An Ironic hidden environmental cost of cruise ships.
by
Tundrayeti
09/01/2009, 10:39 AM #
Those all-you-can-eat buffets, night and day and all hours in between... have a fairly large cost - paid by a person's waistline.
On average, a person gains a full pound/day on a cruise ship. That's a pound of retained fat, not waterweight that flushes out after a few days of detox.
So going on that 7-day cruise ship means that for the next few weeks (if you're disciplined) or the next few years (if your not), every car trip will be carrying another 7 pounds of flubber... every ride on a public transit system, every trip up and down in the elevator, etc... Sure for most people this works out to a rounding error, but if you retain that extra weight for a year - attributable to a 7 day binge - then the environmental costs add up. I've read that as much as 5% of our fuel usage would be saved if Americans were the same average size that they were in the 50's... so this additional environmental cost of the cruise ship is not nothing.

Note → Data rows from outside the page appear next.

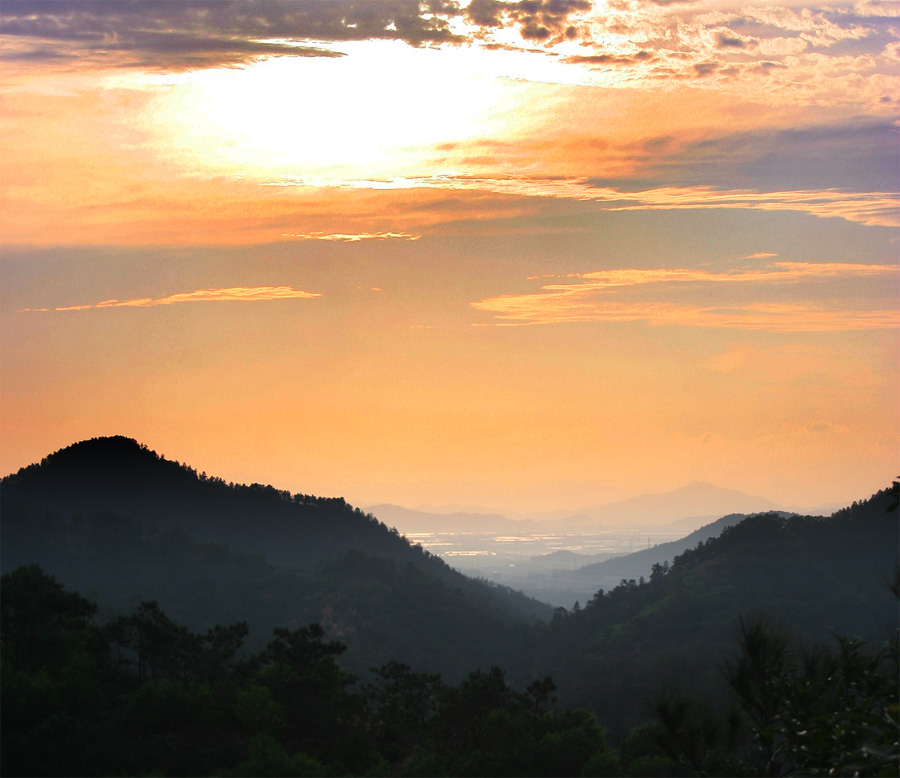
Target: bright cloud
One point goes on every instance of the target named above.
(594, 297)
(231, 294)
(354, 237)
(869, 208)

For our honeymoon, my wife and I flew to Costa Rica and went on many all-day hikes through the rainforests and beaches, whitewater rafting trips, rapelling/canyoning, snorkling, ocean kayaking, etc... for a total carbon footprint between the two of us of just over 1900 kg for 9 days. It cost us slightly less than a 7 day cruise (including all food, drink, tour costs, and incidentals), and we came back weighing 2 pounds less, not 9 pounds more.